You are viewing a plain text version of this content. The canonical link for it is here.
Posted to dev@subversion.apache.org by Robert Pluim <rp...@bigfoot.com> on 2003/02/23 16:58:17 UTC

why is svn add slow?

Because it rereads _and_ rewrites the entries file for every file
added, and locks and unlocks the directory it's working on for every
file, even when all the scheduled adds are in the same directory.
I've done a few tests, and changing to locking, reading and writing
once per dir speeds up svn add by about 30x.  The question I have is,
what is the best way to improve the current code:

1) Change svn_client_add to remember the directory it was last working
   on, making sure it's cached the entries file from the previous time
   around? (where would it cache it?  The pool it's passed might not
   exist next time round).

2) Add an svn_client_add_in_dir, where you pass an apr_array where all
   the targets are guaranteed to be in the same dir, and make
   svn_cl__add call that?

3) Some other way to make the entries file be cached?  I haven't fully
   understood how the set field of svn_wc_adm_access_t is used yet.

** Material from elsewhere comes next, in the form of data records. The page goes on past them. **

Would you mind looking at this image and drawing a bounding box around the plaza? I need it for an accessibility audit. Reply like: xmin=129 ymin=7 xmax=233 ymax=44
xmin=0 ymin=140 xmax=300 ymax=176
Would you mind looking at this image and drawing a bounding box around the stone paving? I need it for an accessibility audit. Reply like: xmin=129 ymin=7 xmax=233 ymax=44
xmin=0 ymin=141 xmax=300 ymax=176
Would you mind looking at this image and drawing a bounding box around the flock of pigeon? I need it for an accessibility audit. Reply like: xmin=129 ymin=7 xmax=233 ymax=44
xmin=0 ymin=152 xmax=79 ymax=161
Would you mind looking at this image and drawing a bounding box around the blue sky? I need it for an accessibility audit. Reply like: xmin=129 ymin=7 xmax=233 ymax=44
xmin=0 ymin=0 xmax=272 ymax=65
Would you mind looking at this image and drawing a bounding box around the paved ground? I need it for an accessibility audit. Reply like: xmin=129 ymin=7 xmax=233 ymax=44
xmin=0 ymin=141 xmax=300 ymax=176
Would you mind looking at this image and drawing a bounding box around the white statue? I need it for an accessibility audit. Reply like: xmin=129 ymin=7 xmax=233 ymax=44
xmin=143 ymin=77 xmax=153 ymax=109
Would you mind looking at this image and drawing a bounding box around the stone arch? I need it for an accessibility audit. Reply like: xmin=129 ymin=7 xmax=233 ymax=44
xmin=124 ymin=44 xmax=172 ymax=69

I'm not sure either way. (1) feels icky, since it requires caching
unbeknownst to the client code. (2) feels cleaner, but requires
svn_cl__add to sort through all the scheduled adds, splitting them
based on parent directory.

What do you think?

Robert
-- 


---------------------------------------------------------------------
To unsubscribe, e-mail: dev-unsubscribe@subversion.tigris.org
For additional commands, e-mail: dev-help@subversion.tigris.org

Re: why is svn add slow?

Posted by Robert Pluim <rp...@bigfoot.com>.
Philip Martin writes:
 > Robert Pluim <rp...@bigfoot.com> writes:

 > It's low priority (for me personally) because adding files is not a
 > bottleneck when using version control, even when if the process is
 > slow.  It just doesn't happen that often.

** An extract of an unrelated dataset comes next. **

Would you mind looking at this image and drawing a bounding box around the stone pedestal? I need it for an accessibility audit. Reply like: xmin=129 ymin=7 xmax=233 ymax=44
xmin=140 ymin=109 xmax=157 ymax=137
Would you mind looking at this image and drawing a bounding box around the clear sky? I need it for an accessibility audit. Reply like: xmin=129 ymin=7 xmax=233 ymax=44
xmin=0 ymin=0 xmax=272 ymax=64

I know it doesn't happen often, but it just seems extremely wasteful
to me to reparse the entries file when it's not necessary (and svn add
is not the only culprit).

 > There have been requests in
 > the past to change the 'svn add' behavior so that it doesn't stop on
 > an already versioned item but continues to consider any children
 > (assuming --non-recursive was not given and repecting the ignored
 > names).  As far as I recall there were no objections to this, just
 > that nobody has so far implemented it.  Would that solve your
 > particular use case?
 >

I don't think that would help me.

 > > 1) Change svn_client_add to remember the directory it was last working
 > >    on, making sure it's cached the entries file from the previous time
 > >    around? (where would it cache it?  The pool it's passed might not
 > >    exist next time round).
 > 
 > I don't really like this approach, it makes the client interface more
 > difficult to use if application has to get involved with the access
 > batons.
 >

Exactly, which is why I didn't like it.

 > > 2) Add an svn_client_add_in_dir, where you pass an apr_array where all
 > >    the targets are guaranteed to be in the same dir, and make
 > >    svn_cl__add call that?
 > 
 > I don't like the idea of a second add interface either.
 >

OK, we'll strike that one as well then ;-)

 > > 3) Some other way to make the entries file be cached?  I haven't fully
 > >    understood how the set field of svn_wc_adm_access_t is used yet.
 > 
 > There is some documentation in notes/entries-caching, it went there
 > when entries caching was planned but not implemented, possibly some of
 > it should move into lock.c.
 >

I'll have a read of that and see if any bells start ringing.  Thanks
for the pointer.

 > I would prefer a single add interface such as
 > 
 > svn_error_t *
 > svn_client_add (const apr_array_header_t *paths,
 >                 svn_boolean_t recursive,
 >                 svn_client_ctx_t *ctx,
 >                 apr_pool_t *pool);
 > 
 > and have the client library reuse the access batons.

Hmm, so we pass the responsibility for iterating over the paths down
to svn_client_add?  It could stick the access batons in a hash keyed
off the directory, that looks like it would work.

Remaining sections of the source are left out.